Que semejante decisión quede en manos del pueblo le da sin duda una gran legitimidad y permite a nuestra democracia expresarse en su forma más pura y directa. No quiere decir esto que tome necesariamente la decisión correcta, como quedó claro con el plebiscito del ‘brexit’ en Gran Bretaña, pero al menos las mayorías tendrán en sus manos una decisión histórica.

En Colombia hemos tenido una intensa campaña en la que todo el mundo ha oído argumentos a favor y en contra para formar su propia opinión sobre las ventajas del acuerdo, pero también sobre sus riesgos. Se ha tensionado el ambiente, se han polarizado las posiciones y se ha manipulado a la opinión, pero hasta ahora no ha habido violencia, lo cual es un gran avance en un país acostumbrado a los planes pistola y al proselitismo armado.

La responsabilidad de cada ciudadano es sopesar los argumentos y votar en conciencia.

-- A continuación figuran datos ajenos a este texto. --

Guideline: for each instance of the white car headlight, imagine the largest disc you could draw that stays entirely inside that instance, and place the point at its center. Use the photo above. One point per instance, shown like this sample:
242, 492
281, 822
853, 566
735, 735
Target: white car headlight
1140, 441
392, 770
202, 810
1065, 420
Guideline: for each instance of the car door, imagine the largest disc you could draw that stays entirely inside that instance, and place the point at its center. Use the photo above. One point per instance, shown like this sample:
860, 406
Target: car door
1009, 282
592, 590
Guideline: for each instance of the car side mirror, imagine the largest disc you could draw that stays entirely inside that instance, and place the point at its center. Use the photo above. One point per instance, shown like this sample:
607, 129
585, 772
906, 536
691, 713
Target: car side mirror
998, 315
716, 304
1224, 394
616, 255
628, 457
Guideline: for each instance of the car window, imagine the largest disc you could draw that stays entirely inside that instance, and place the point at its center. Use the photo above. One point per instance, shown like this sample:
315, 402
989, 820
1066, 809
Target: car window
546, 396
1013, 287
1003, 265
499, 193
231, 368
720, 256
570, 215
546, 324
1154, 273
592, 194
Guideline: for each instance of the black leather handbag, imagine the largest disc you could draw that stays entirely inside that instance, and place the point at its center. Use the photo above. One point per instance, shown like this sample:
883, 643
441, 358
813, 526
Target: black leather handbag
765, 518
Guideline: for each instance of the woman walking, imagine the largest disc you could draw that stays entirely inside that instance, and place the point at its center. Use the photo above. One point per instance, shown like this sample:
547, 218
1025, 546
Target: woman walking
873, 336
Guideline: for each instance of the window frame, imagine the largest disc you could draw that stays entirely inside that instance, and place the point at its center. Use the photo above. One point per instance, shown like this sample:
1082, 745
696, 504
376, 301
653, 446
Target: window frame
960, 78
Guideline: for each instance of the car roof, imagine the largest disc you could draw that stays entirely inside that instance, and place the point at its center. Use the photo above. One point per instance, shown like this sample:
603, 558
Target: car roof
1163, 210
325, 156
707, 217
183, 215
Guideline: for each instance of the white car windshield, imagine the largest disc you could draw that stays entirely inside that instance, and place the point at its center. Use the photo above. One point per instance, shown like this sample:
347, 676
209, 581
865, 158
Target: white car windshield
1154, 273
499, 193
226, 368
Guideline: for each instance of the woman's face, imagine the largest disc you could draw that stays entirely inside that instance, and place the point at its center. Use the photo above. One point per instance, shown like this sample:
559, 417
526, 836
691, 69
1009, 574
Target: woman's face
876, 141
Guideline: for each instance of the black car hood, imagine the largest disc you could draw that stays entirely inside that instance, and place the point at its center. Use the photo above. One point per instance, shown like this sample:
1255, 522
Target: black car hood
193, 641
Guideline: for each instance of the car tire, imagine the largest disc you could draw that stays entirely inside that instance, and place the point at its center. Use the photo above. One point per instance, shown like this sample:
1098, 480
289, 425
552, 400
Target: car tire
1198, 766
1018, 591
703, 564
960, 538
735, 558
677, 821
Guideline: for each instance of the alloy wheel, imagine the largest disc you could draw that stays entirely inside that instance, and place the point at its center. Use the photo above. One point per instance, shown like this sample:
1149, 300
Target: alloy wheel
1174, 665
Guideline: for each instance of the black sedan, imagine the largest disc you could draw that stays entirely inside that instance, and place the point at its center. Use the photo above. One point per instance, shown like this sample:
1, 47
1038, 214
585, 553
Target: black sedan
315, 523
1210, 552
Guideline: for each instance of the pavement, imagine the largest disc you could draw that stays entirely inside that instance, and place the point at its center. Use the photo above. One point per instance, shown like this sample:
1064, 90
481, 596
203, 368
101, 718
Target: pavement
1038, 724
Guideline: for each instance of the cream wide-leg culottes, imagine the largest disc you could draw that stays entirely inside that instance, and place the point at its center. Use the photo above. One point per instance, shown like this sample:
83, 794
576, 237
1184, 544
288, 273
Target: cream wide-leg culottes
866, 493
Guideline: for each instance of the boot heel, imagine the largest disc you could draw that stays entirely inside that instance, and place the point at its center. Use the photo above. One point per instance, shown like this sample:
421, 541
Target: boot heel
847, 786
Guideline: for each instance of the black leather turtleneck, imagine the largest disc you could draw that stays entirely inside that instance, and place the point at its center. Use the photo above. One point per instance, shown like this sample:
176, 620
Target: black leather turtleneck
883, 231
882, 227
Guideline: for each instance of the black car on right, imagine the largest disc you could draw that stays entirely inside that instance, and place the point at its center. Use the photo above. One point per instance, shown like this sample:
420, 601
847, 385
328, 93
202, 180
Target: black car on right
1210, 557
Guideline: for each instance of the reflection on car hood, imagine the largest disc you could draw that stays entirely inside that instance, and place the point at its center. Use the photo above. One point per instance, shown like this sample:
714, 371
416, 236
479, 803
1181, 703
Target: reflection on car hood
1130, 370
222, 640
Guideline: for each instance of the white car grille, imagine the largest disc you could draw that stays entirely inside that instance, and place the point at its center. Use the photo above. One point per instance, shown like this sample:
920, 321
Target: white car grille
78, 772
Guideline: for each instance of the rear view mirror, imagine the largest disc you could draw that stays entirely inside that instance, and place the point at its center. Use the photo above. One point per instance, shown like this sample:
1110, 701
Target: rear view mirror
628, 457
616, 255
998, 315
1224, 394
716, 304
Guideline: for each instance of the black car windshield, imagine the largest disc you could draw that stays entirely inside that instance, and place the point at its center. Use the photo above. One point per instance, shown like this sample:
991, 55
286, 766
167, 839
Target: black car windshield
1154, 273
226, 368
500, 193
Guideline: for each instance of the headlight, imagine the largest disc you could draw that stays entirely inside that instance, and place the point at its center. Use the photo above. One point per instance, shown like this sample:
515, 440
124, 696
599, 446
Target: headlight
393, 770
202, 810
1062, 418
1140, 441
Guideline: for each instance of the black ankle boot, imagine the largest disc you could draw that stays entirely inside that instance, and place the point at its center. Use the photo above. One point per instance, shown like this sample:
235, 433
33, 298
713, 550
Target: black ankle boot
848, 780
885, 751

Para SEMANA, terminar una confrontación de 52 años con tan crueles niveles de degradación es un imperativo moral, una necesidad política y una oportunidad económica y social para el país.

El acuerdo con las Farc consiste, en últimas, en que la guerrilla abandonan las armas y se desmoviliza a cambio de garantías para participar en política. Su fuente de poder deja de ser el fusil y el terror y pasa a ser su capacidad de hacer propuestas y convencer a la opinión. Un paso enorme hacia la civilidad, que permite pensar en la construcción de un país normal para las nuevas generaciones.

El fin de la guerra tiene una dimensión que a veces se pierde en la hojarasca del debate político que vive el país. Pasar una página que ha dejado más de 250.000 muertos, más de 50.000 desaparecidos, cerca de 8 millones de víctimas y una estela de odio y venganza, es la noticia más importante que se ha vivido en las últimas décadas.

Es cierto que votar Sí en el plebiscito no asegura la paz pues persisten otros conflictos, como el del ELN, y otras violencias, como las de las bacrim y el crimen organizado. Pero con el silencio de los fusiles de las Farc desaparece el mayor generador de violencia política contra el Estado y la sociedad.

El primer impacto del fin de una guerra es sin duda la reducción de la violencia, pero no es el único. Los acuerdos contienen compromisos sobre desarrollo rural que abren una oportunidad para poner en marcha políticas públicas más eficaces que las del pasado.

Nadie con dos dedos de frente aspira a que la desmovilización de las Farc convierta al campo colombiano en un edén, ni que se vaya a acabar el narcotráfico. Pero, en ambos puntos, el fin de la guerra rural puede permitir ejecutar programas que eran imposibles o muy difíciles en medio de la confrontación: planes de desarrollo agrícola, mejoras en la distribución de la tierra, la elaboración de un catastro, cooperativas campesinas, agroindustria a gran escala, entre otras.

Cerrar la profunda brecha que existe entre la Colombia urbana y la Colombia rural ha sido el gran desafío de los últimos 40 años, y la firma de la paz es una gran oportunidad para avanzar en la modernización del campo.

Por eso los retos de la implementación de los acuerdos serán cruciales para entender lo que significa la construcción de la paz en los territorios. No se acabará la espiral de la violencia si no construimos Estado, abrimos mercado y fortalecemos la ciudadanía en las regiones marginadas o afectadas por el conflicto. Es necesaria la presencia del Estado, pero con legitimidad y efectividad, y no por medio de gamonales, clientelas y corrupción. Es determinante que llegue el sector privado para generar riqueza, abrir mercados y ofrecer oportunidades de empleo y emprendimiento. Y es crucial empoderar a las comunidades para que venzan el miedo, trabajen en la agenda de un país del siglo XXI y se metan a fondo en temas como el cambio climático, el desarrollo rural, el turismo o la innovación social.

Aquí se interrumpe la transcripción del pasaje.